Trump's contention that birthright citizenship is unconstitutional is widely considered a
fringe point of view because the Supreme Court ruled to the contrary 127 years ago and that
decision has never been disturbed.
Indeed, the 14th Amendment says that all persons born or naturalized in the United States and
subject to the jurisdiction thereof are citizens of
the United States. Trump, however, has long argued that there is no such thing as automatic
citizenship for all children born in the U.S. To date, three federal judges in three different
states have blocked the Trump executive order voiding birthright citizenship, and three
separate appeals courts have refused to unblock those court orders.
Judge John Kuginauer, a Reagan appointee, was the first judge to block Trump's executive order,
calling it blatantly unconstitutional. But yesterday, in three separate but nearly identical filings,
the Trump administration asked the Supreme Court to narrow the lower court orders, which apply
nationwide so that the administration could begin planning at least to put into effect
its new policy against birthright citizenship. Cornell law professor Stephen Yale Lore,
author of a widely used treatise on immigration, said the court might well be willing to grant
that temporary narrowing request, but he added,
I think it would cause chaos and confusion as to who is included in the court rulings and who is
potentially subject to the birthright citizenship ban if the case goes in favor of the Trump
administration on the merits. Interestingly, the Trump administration's Supreme Court filing
yesterday spends far more time on the power of lower court judges to issue nationwide injunctions, as in this
case, than it does on the question of birthright citizenship.
That may be because some justices have often complained about such nationwide rulings.
And rather than deal with the birthright citizenship question where the administration faces an
uphill battle, the administration may think it has a better shot with a
frontal attack on nationwide injunctions.
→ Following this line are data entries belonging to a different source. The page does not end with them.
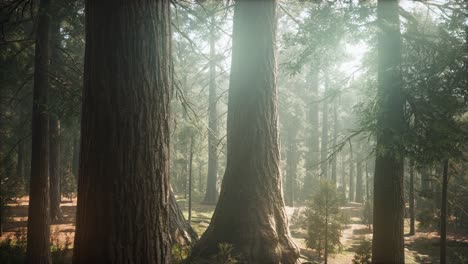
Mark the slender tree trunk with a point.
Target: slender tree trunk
(313, 155)
(335, 136)
(20, 166)
(123, 186)
(55, 194)
(211, 195)
(324, 147)
(351, 192)
(250, 212)
(181, 231)
(343, 173)
(38, 249)
(388, 244)
(291, 166)
(359, 186)
(2, 199)
(411, 198)
(367, 181)
(190, 181)
(443, 216)
(76, 156)
(326, 229)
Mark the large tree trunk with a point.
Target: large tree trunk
(388, 244)
(250, 212)
(123, 186)
(55, 194)
(38, 248)
(324, 141)
(313, 157)
(181, 231)
(443, 215)
(211, 195)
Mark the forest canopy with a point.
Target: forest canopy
(244, 131)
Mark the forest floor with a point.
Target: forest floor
(420, 248)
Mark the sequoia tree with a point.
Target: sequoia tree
(123, 189)
(211, 195)
(38, 248)
(388, 244)
(250, 212)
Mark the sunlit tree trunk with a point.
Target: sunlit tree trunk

That said, red states made wide use of
nationwide injunctions when they were attacking Biden and Obama administration
policies and the Supreme Court didn't intervene then. The middle ground, says
Professor Yale lore, might be for the Supreme Court to allow the Trump administration to at
least begin its plans to obliterate birthright citizenship.
The Supreme Court may well limit the injunctions partially, maybe not to the
extent that the Trump administration wants, but to the extent that will allow
the Trump administration to claim a political victory.
Before any ruling, though, the justices will ask for a response from the other side.
Nina Totenberg, NPR News, Washington.